Now, though I am the CTO of a voice biometrics firm, from a functionality perspective – both solutions solve the problem. Asking a user to input a one-time numeric PIN generated by a hardware token or to leave a voiceprint to gain entry both satisfy the requirements for multi-factor authentication.

More importantly, both solutions can be easily implemented for web and voice, assuming that the bank has a strategy for implementing a well thought out CAT infrastructure.

Implementing one-time numeric PINs for the voice follows the web in a CAT environment. In this case, the voice application would ask the user for the OTP, pass it over to the appropriate authentication system and get a response back regarding the user passing or failing the authentication request. Since the OTP system is already integrated to a web process (typically a web service/SOAP call), the voice application can make the same call (simplified with the use of a VoiceXML 2.1 request) and parse the same response to gain access.

Implementing voice biometrics for a web process, however is more challenging, but still easily handled. The typical process, as shown by vendors ranging from Authentify to VxV Solutions (my company) show a process where a web user, after starting the login process, is instructed to call a phone number and authenticate his or her voice, either receiving back a one-time pin (also called a Soft-OTP) or being redirected back to the web application after passing the biometric claim.

In both cases, the key is that the bank can now standardize their processes for handling both web and voice transactions. However, standardizing the processes doesn’t necessarily mean standardizing the method. It is expected that banks, and enterprises in general, will support multiple authentication methods based on the user’s needs and status.

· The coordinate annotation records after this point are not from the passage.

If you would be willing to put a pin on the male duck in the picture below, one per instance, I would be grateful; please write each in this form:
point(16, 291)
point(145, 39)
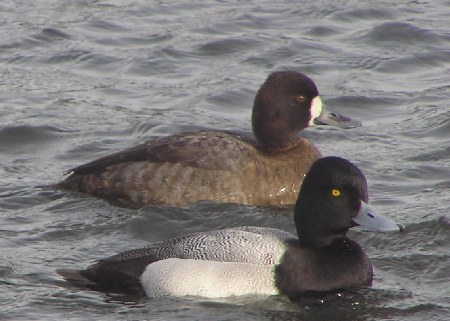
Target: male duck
point(219, 166)
point(257, 260)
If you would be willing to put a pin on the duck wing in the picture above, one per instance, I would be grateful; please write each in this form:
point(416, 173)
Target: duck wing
point(203, 149)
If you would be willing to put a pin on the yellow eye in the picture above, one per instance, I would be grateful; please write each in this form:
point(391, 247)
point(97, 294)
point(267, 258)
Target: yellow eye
point(301, 99)
point(335, 192)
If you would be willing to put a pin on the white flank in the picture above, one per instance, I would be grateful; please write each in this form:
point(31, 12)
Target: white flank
point(212, 279)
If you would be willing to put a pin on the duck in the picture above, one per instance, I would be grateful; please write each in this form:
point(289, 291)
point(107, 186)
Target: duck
point(252, 260)
point(217, 165)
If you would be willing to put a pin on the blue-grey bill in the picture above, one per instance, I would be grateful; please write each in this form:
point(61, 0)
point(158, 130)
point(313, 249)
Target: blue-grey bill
point(371, 220)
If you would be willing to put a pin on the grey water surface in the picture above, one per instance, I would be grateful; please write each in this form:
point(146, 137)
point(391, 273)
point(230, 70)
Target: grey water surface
point(81, 79)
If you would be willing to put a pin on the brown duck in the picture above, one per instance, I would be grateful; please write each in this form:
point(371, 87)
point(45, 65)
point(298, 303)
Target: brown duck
point(219, 166)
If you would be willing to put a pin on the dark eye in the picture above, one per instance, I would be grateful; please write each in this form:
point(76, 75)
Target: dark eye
point(335, 192)
point(301, 98)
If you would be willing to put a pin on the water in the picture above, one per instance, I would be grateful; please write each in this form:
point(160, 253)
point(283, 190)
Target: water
point(81, 79)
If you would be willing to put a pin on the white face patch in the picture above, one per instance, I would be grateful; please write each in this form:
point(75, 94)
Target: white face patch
point(316, 110)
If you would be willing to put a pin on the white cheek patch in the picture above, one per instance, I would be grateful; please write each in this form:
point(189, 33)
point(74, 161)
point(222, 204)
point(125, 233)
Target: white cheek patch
point(316, 109)
point(211, 279)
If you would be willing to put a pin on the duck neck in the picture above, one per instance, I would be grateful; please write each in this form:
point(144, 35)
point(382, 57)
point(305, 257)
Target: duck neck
point(315, 230)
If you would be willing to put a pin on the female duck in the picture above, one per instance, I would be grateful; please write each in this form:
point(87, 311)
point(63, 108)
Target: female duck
point(257, 260)
point(219, 166)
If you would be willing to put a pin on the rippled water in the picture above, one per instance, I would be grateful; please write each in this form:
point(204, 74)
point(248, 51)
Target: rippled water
point(80, 79)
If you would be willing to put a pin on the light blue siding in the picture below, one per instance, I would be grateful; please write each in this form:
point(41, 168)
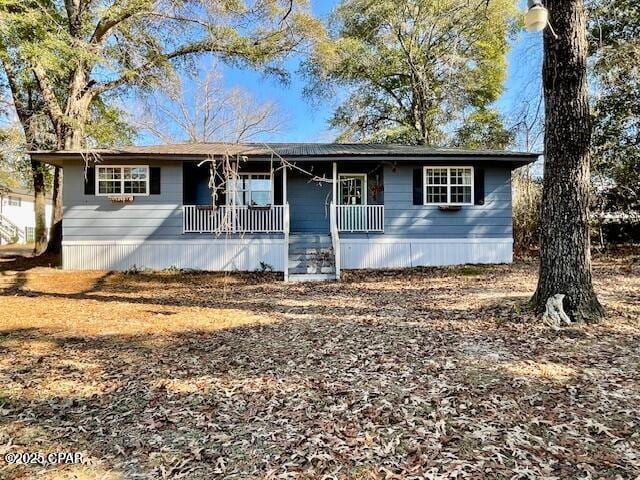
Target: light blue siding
point(91, 217)
point(159, 217)
point(404, 219)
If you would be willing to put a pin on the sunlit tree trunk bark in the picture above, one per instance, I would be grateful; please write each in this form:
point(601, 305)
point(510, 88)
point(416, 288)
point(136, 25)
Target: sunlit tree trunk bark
point(565, 256)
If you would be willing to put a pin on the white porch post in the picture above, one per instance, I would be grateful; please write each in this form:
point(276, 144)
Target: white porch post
point(335, 183)
point(284, 185)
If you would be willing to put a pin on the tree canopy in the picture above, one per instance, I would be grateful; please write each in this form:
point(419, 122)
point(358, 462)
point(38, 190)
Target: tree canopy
point(79, 50)
point(615, 49)
point(417, 70)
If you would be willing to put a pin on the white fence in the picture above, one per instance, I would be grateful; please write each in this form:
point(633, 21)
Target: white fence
point(237, 219)
point(360, 218)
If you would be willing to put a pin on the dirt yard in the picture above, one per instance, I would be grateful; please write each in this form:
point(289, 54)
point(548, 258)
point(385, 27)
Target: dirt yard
point(440, 373)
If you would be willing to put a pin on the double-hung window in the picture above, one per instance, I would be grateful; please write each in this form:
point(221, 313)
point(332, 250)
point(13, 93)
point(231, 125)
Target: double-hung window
point(448, 185)
point(255, 189)
point(117, 180)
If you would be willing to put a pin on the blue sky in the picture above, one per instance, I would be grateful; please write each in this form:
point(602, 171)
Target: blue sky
point(307, 122)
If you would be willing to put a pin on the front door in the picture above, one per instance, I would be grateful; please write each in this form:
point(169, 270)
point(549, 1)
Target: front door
point(353, 189)
point(309, 201)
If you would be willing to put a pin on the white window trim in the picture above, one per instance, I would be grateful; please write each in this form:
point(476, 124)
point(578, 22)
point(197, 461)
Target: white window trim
point(365, 191)
point(231, 191)
point(122, 180)
point(448, 168)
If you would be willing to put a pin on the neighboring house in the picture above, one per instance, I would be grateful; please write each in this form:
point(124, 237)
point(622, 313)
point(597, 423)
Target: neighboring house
point(17, 216)
point(380, 206)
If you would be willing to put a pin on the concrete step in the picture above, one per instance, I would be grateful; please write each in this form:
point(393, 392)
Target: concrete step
point(323, 262)
point(310, 251)
point(319, 277)
point(303, 268)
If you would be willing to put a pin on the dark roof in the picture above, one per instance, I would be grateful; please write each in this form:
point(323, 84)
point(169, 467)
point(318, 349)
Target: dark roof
point(297, 150)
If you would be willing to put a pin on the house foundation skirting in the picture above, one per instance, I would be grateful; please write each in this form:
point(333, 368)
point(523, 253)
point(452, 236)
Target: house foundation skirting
point(414, 252)
point(213, 255)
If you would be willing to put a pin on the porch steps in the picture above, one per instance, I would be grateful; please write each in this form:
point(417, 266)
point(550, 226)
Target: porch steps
point(311, 258)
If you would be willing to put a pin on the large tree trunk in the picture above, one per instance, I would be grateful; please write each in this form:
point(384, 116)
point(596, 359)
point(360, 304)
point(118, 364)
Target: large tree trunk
point(55, 237)
point(565, 257)
point(39, 191)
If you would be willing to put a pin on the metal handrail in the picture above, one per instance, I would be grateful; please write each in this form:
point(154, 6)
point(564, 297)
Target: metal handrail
point(286, 228)
point(360, 218)
point(335, 239)
point(232, 218)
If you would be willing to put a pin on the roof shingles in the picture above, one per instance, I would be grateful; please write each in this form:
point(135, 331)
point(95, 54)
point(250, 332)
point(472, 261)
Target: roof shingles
point(292, 150)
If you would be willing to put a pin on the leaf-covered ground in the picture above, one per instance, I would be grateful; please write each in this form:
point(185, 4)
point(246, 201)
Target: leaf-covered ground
point(438, 373)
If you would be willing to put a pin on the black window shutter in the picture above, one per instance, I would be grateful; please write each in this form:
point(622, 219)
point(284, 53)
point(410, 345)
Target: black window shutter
point(478, 185)
point(418, 184)
point(90, 181)
point(154, 183)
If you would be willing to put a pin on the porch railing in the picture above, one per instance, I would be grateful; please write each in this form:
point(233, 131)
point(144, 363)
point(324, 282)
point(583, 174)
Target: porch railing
point(360, 218)
point(232, 219)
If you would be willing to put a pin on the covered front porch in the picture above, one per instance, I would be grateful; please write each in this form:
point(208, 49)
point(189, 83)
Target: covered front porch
point(301, 198)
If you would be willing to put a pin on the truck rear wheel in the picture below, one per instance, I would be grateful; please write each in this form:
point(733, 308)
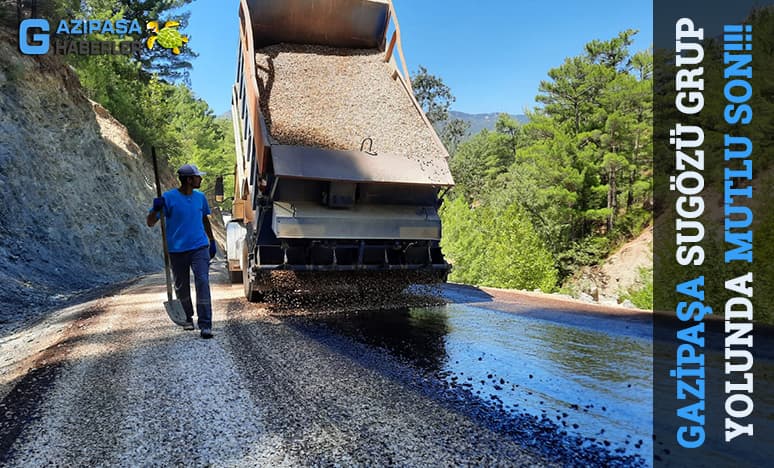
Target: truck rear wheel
point(235, 276)
point(251, 292)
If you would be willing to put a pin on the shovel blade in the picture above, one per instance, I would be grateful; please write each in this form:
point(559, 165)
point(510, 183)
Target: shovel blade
point(175, 311)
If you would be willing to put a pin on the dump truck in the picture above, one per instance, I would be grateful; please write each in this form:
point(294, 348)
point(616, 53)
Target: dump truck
point(339, 174)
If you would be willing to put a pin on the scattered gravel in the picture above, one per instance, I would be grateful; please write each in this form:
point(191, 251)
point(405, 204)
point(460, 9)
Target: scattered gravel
point(334, 98)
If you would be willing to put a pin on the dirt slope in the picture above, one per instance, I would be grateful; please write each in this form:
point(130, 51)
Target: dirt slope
point(74, 190)
point(620, 272)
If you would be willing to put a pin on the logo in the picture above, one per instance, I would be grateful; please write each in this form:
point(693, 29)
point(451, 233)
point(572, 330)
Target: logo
point(40, 43)
point(74, 36)
point(167, 37)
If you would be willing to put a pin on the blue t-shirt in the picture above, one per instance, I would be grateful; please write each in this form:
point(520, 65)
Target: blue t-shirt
point(184, 214)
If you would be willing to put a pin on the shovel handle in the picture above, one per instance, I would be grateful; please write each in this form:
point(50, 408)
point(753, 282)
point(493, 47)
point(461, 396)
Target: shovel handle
point(163, 226)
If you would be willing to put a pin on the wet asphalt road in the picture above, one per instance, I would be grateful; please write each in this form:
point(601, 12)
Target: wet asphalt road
point(485, 380)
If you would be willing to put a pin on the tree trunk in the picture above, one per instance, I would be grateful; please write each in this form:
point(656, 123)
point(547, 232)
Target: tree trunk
point(611, 201)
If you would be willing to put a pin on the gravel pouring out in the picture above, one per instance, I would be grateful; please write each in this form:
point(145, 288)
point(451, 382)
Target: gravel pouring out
point(334, 98)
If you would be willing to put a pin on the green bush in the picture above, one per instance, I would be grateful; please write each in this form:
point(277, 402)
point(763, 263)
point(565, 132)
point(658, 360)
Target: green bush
point(642, 295)
point(495, 247)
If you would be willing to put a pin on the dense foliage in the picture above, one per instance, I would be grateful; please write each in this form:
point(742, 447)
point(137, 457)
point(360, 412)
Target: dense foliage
point(535, 202)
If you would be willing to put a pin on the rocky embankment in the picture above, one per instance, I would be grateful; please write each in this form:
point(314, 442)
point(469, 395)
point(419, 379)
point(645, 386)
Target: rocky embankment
point(74, 188)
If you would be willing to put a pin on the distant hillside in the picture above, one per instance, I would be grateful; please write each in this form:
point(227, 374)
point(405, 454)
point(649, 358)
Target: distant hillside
point(479, 122)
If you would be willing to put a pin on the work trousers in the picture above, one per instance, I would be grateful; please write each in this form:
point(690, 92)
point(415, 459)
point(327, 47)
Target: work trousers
point(197, 260)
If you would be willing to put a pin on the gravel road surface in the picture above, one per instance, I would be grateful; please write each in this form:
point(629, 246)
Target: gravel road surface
point(113, 382)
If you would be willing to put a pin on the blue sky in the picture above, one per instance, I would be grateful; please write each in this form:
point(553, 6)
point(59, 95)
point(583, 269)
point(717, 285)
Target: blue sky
point(492, 54)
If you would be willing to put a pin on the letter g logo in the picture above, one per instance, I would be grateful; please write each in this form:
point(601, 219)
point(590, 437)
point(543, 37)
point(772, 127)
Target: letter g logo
point(40, 42)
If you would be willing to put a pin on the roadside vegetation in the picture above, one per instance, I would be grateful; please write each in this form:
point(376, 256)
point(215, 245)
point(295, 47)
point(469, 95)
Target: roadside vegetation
point(535, 202)
point(150, 93)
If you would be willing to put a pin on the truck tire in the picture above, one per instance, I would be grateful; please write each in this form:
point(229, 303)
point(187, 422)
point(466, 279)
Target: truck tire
point(235, 276)
point(251, 293)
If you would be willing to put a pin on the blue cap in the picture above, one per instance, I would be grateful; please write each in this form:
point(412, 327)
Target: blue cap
point(189, 170)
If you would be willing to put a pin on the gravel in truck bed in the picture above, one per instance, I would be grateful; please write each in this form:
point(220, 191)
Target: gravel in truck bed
point(334, 98)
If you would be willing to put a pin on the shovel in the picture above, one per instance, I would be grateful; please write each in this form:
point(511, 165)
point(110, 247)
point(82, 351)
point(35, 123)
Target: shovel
point(173, 307)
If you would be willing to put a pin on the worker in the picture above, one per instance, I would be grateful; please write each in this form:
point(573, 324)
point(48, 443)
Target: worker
point(191, 244)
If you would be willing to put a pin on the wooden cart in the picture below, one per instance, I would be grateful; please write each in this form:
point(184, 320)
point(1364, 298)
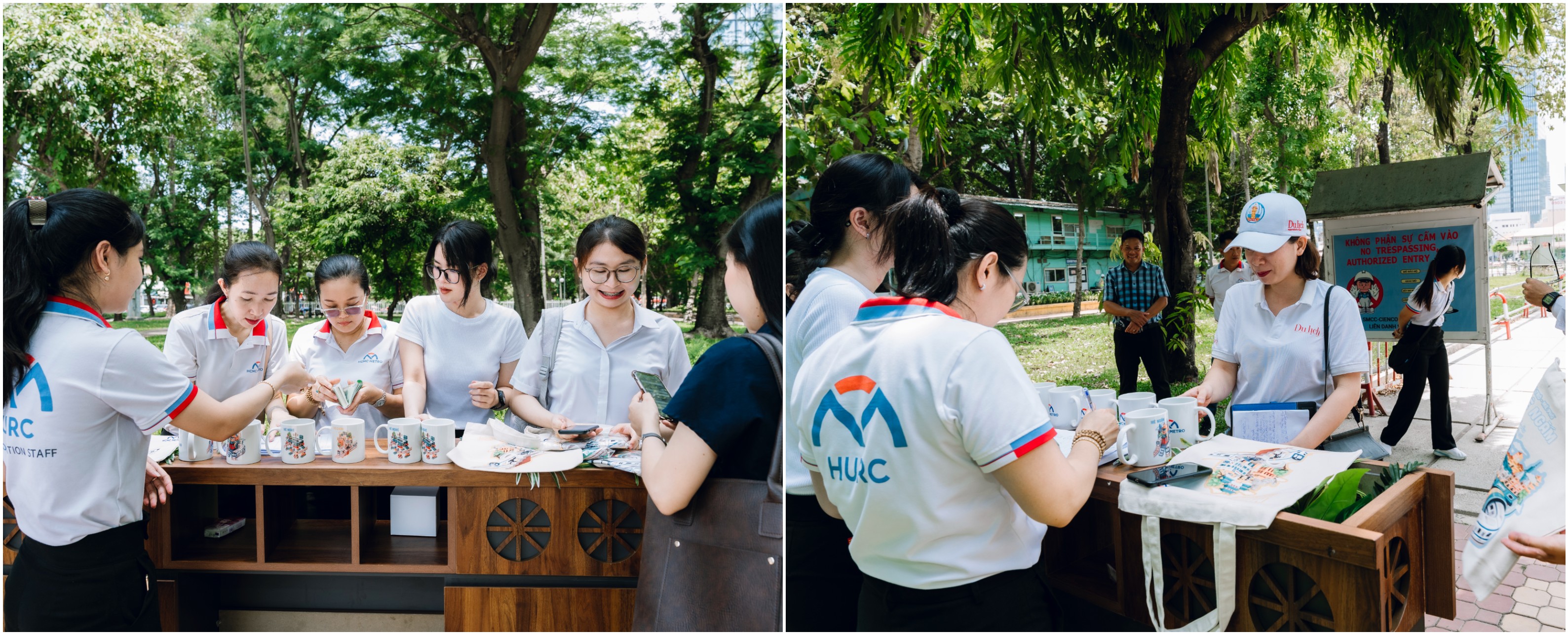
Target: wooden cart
point(335, 518)
point(1382, 570)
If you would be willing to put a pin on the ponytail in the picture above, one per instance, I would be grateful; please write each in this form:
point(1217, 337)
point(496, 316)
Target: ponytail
point(46, 245)
point(244, 258)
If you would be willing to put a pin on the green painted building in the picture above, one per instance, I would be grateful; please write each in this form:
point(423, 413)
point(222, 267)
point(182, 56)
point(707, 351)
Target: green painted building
point(1053, 242)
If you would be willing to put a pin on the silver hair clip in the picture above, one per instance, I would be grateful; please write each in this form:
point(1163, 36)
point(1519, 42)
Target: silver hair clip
point(37, 211)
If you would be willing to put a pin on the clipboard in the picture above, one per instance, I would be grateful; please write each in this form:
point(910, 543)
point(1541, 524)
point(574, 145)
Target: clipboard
point(1270, 422)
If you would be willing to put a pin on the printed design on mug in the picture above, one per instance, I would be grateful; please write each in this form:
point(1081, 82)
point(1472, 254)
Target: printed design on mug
point(428, 444)
point(1247, 473)
point(1517, 479)
point(345, 444)
point(294, 444)
point(400, 446)
point(234, 447)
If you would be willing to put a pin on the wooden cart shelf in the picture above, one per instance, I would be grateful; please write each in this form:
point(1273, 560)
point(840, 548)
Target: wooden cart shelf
point(1385, 568)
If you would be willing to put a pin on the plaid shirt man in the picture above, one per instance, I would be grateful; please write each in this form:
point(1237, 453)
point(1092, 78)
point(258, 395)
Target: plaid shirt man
point(1136, 291)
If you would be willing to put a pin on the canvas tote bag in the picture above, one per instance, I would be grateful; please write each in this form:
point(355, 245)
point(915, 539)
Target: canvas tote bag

For example, shipping an OTP token with the bank’s name engraved on the back may cost upwards of $30 per user, but for key clients, the cost may be mitigated by the fact that it is a very fast way to log in. Conversely, a voice biometric solution is typically much cheaper, though less convenient for web users as it requires the user to make a phone call to enable their web session.

What is expected is the growth of a new range of multi-factor brokerage services, such as Ping Identity’s PingLogin solution: designed to let a user select the preferred method of providing multiple factors. In this case, consider a preferred bank customer. He (or she) may have an OTP token provided by the bank and a fingerprint scanner at home. The bank may have also enrolled a voiceprint. When the user logs into the website from work, he could use a voiceprint or OTP – when calling in, he could use the same voiceprint or OTP, but when logging in from home, all three methods could be used. Fingerprint, in this case, would most likely be the fastest and least obtrusive.

Instead of integrating each of these solutions into the voice and web applications, and requiring separate dedicated logic, the authentication broker would simply determine which methods are available, which can be used based on the mode, and then allow the user to select the method of his or her choice.

Again, the benefit of this type of broker is now exponentially increased based on the implementation of CAT. Common SOAP interfaces and easy integration into voice and web applications allows for this choice of flexible multi-factor authentication.

If 2007 is the year that CAT turns the corner, or crosses the chasm, or whatever we’re calling it these days – I’m looking towards 2008 to be the year of federated security. You can’t have all of these banks making investment in strong, multi-factor authentication without someone finding a way where they can monetize the implementations – and leveraging these internal identity databases and authentication methods lends towards these FFIEC compliant banks looking towards becoming independent, trusted Identity Providers (IdP). The currently blog-centric OpenID movement shows the beginnings of a decentralized security model where a user could use an identity at their bank to get into their healthcare account, or into their cable system to get their latest bill. Adding trusted Identity Providers helps move the focus of OpenID from blogs to transactional accounts such as banking and finance.